The Ministry of Industry and Information Technology issued a notice on Wednesday saying websites should remind their users as soon as possible to avoid using the same account and code in different websites, and that netizens should change their codes to avoid the possibility of being hacked.
"Internet security is a worldwide question for both the websites and the netizens," Kang said. "Under the current situation, the only way for netizens to protect themselves was to change their logging codes from time to time."
Case File
Information leakage in recent years
In February 2005, a computer virus named MSN sexy chick was alleged to have caused many computers in China to crash. The computer virus spread through instant messaging software like QQ and windows live messenger. Report released by software developer Kingsoft showed that the virus has caused 2.7 million cases of infection. The case also rang the alarm bell regarding safety of instant messaging tools, given its rapid development in China.
In January 2007, a virus named "panda burning joss sticks" stormed through the Internet, causing millions of computers in China to be affected. The virus was named after the icon of a panda holding three joss sticks that appeared on the infected files. The panda virus, with hundreds of mutations in the later period, caught millions of users and anti-virus software providers unaware, largely because it took on a new form of transmission, as anyone logged on websites with the virus could get infected. The maker of the virus, Li Jun, was later sentenced to four years in jail.

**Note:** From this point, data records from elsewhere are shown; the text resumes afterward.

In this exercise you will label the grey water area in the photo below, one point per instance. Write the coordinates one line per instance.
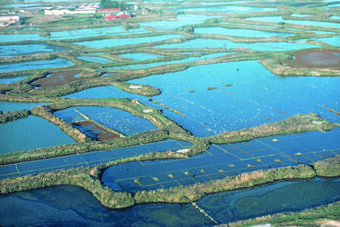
(10, 80)
(119, 120)
(12, 67)
(28, 49)
(225, 160)
(35, 131)
(87, 159)
(58, 206)
(278, 19)
(227, 44)
(127, 41)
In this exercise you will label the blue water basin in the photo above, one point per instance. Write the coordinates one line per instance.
(126, 41)
(58, 62)
(30, 133)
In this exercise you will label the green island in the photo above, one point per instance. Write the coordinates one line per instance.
(146, 84)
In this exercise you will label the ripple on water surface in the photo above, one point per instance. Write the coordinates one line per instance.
(31, 133)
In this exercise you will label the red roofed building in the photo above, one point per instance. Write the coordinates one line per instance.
(111, 17)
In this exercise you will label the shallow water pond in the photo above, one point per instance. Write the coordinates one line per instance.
(87, 159)
(239, 32)
(229, 9)
(191, 59)
(59, 205)
(91, 32)
(34, 131)
(181, 20)
(140, 56)
(10, 80)
(58, 62)
(270, 199)
(227, 44)
(11, 106)
(253, 96)
(120, 121)
(126, 41)
(95, 59)
(225, 160)
(278, 19)
(20, 37)
(15, 50)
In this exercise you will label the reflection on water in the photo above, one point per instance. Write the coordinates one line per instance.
(30, 133)
(58, 206)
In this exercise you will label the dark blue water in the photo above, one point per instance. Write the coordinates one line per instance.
(119, 120)
(256, 96)
(226, 160)
(58, 206)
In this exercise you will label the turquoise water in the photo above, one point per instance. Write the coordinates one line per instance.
(254, 90)
(103, 92)
(229, 9)
(18, 5)
(239, 32)
(11, 106)
(34, 131)
(215, 43)
(334, 41)
(215, 164)
(87, 159)
(14, 50)
(95, 59)
(299, 15)
(140, 66)
(278, 19)
(58, 206)
(91, 32)
(20, 37)
(11, 80)
(335, 17)
(332, 6)
(140, 56)
(270, 199)
(120, 121)
(58, 62)
(126, 41)
(182, 20)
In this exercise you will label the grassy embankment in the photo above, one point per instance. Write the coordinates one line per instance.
(88, 178)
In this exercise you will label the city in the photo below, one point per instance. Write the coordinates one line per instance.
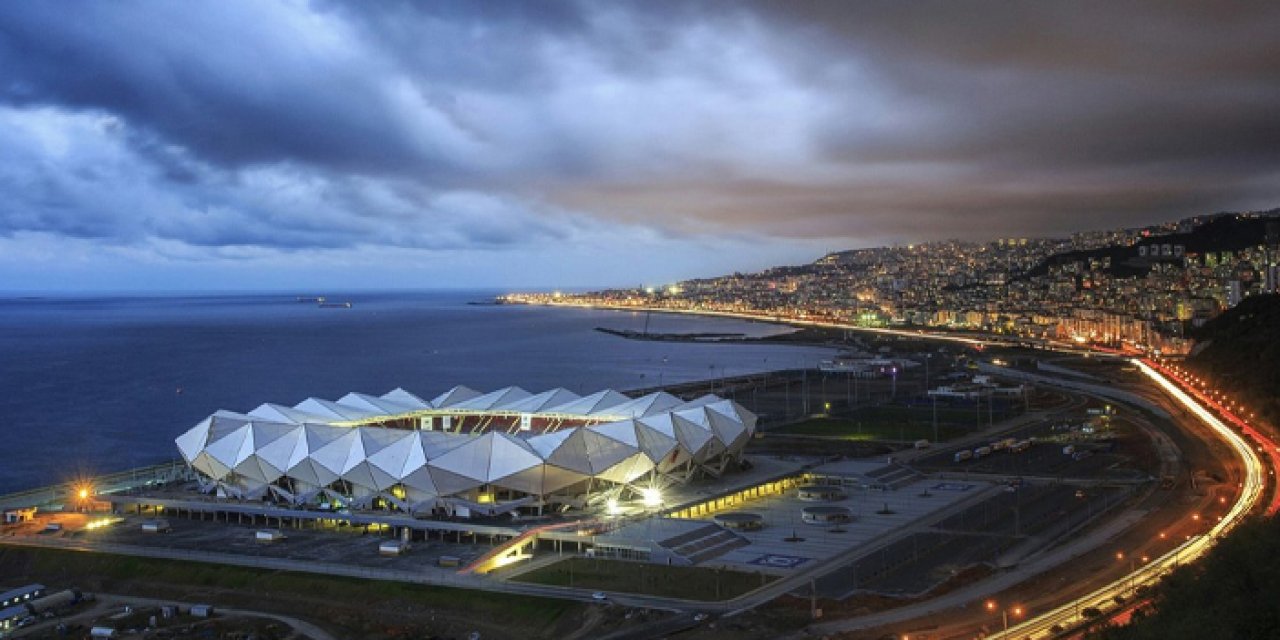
(572, 320)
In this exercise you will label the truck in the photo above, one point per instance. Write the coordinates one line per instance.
(156, 526)
(392, 547)
(269, 535)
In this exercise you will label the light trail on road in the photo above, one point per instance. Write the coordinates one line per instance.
(1105, 598)
(1266, 443)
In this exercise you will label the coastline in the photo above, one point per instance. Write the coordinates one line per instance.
(799, 324)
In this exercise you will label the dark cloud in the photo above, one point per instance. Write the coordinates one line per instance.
(456, 126)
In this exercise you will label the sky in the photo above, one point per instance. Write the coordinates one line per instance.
(255, 145)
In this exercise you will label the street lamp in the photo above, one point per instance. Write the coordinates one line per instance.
(1004, 615)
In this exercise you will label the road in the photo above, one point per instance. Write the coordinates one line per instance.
(1106, 598)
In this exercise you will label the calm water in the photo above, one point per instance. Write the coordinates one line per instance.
(90, 384)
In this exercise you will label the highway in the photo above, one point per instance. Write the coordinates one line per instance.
(1105, 598)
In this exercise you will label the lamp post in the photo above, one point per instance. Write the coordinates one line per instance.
(1004, 615)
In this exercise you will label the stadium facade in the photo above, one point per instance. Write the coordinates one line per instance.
(464, 451)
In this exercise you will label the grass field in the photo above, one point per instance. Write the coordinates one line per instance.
(636, 577)
(359, 608)
(894, 423)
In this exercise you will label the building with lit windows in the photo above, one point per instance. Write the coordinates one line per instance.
(466, 452)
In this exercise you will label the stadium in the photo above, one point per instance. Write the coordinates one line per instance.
(465, 452)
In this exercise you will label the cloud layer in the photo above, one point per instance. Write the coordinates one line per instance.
(155, 131)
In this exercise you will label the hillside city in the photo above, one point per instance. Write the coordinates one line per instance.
(1141, 287)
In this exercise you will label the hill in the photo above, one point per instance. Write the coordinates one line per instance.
(1233, 593)
(1223, 232)
(1239, 351)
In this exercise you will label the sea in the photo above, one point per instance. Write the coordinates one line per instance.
(92, 384)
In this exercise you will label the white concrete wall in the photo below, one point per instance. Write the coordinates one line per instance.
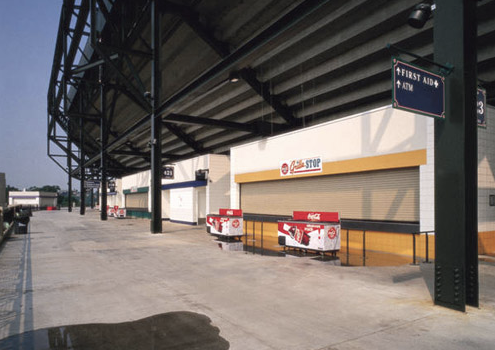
(183, 205)
(218, 189)
(166, 204)
(377, 132)
(427, 181)
(3, 186)
(186, 170)
(141, 179)
(486, 173)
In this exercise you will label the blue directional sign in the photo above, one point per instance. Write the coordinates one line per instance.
(481, 107)
(417, 90)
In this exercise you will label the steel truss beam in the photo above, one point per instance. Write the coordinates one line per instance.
(222, 49)
(280, 26)
(260, 128)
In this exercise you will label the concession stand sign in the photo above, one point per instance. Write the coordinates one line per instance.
(301, 166)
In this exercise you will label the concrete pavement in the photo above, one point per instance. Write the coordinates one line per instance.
(71, 272)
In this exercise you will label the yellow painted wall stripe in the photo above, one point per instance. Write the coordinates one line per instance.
(389, 161)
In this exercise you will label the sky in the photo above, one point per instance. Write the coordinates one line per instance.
(28, 31)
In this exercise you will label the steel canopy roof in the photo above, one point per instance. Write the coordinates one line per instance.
(298, 63)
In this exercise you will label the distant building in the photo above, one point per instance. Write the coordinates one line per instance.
(3, 201)
(33, 198)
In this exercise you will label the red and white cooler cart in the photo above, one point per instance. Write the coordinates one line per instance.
(319, 231)
(227, 223)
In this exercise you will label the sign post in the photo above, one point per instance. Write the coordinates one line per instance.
(92, 184)
(481, 107)
(417, 90)
(168, 173)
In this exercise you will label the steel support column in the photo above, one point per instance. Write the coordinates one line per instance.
(65, 77)
(103, 154)
(156, 124)
(456, 255)
(82, 207)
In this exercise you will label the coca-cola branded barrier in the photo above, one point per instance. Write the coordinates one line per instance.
(228, 222)
(116, 212)
(318, 231)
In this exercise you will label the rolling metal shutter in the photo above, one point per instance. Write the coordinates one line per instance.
(377, 195)
(136, 200)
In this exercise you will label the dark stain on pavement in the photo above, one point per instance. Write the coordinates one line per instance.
(174, 330)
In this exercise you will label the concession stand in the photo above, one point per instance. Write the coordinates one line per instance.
(318, 231)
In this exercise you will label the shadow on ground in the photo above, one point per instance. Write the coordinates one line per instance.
(174, 330)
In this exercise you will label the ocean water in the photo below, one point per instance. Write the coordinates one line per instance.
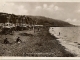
(70, 34)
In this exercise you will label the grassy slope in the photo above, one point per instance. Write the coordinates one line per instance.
(41, 42)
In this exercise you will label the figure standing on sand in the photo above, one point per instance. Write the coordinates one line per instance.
(18, 40)
(6, 41)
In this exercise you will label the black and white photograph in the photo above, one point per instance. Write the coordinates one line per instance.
(39, 29)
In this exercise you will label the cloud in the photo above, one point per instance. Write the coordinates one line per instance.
(13, 8)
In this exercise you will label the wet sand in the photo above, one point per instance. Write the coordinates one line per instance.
(40, 44)
(69, 38)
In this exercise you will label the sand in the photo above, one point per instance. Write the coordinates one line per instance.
(69, 38)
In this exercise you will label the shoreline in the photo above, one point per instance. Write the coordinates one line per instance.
(41, 42)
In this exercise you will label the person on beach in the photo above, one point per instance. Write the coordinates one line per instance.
(6, 41)
(18, 40)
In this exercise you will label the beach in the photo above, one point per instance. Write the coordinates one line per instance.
(34, 44)
(68, 37)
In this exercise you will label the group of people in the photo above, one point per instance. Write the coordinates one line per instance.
(18, 40)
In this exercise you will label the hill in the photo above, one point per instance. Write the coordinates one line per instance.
(4, 17)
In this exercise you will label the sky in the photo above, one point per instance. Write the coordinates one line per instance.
(65, 11)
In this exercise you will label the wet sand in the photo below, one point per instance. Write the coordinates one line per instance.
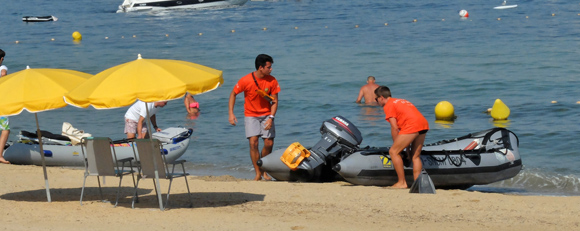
(227, 203)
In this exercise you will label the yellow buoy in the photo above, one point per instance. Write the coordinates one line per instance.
(444, 111)
(77, 36)
(499, 111)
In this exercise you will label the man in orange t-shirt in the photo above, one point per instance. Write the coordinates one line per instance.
(260, 106)
(408, 127)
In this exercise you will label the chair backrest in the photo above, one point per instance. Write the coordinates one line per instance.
(99, 155)
(148, 150)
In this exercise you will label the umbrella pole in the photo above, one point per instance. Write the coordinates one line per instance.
(154, 160)
(38, 133)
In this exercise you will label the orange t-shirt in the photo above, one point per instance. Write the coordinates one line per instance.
(254, 104)
(409, 119)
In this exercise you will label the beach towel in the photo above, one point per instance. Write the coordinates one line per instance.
(74, 134)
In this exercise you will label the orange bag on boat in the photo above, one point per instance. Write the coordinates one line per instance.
(294, 155)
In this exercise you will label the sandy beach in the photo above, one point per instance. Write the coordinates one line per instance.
(227, 203)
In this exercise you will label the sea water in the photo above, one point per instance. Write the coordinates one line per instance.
(323, 52)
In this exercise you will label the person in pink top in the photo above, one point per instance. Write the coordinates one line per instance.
(408, 127)
(260, 105)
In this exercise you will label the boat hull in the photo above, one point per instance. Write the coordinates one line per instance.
(476, 159)
(149, 5)
(505, 7)
(62, 155)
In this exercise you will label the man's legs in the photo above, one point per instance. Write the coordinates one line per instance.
(401, 142)
(255, 156)
(416, 148)
(3, 139)
(266, 150)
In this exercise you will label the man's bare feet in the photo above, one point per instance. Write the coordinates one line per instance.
(266, 176)
(4, 161)
(399, 185)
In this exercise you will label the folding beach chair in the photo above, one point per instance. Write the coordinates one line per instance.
(101, 160)
(149, 150)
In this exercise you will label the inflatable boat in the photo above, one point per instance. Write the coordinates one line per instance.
(39, 18)
(151, 5)
(475, 159)
(59, 152)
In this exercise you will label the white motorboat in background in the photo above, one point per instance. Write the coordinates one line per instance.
(148, 5)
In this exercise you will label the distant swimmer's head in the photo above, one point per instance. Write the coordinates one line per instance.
(193, 116)
(262, 60)
(382, 92)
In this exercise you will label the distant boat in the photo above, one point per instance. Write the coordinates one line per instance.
(150, 5)
(39, 18)
(505, 6)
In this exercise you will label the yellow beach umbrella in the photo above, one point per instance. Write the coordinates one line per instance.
(149, 80)
(37, 90)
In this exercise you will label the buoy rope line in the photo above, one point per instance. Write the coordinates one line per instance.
(233, 31)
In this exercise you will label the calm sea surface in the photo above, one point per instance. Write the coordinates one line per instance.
(323, 52)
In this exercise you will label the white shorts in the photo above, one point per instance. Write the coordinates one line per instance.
(255, 127)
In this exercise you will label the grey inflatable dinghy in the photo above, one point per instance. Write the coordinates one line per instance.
(478, 158)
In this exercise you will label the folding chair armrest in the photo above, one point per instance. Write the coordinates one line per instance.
(178, 162)
(125, 159)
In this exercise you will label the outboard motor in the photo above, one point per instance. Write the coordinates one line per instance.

On Jan 12, 2009, Baidu, the largest search engine in China, was hacked. The service was stopped for five hours. The Internet giant later said in a statement that its DNS server was hijacked. Baidu then sued the United States-based Register.com as it deemed the server provider should be held responsible for the incident.
A report released by the National Computer Network Emergency Response Coordination Center said that government websites were increasingly becoming vulnerable targets of cyber attack. In 2010, there were 4,635 cases of attacks launched against the government website. The victims of cyber attack include the official website of the Ministry of National Defense and the Ministry of Land and Resources.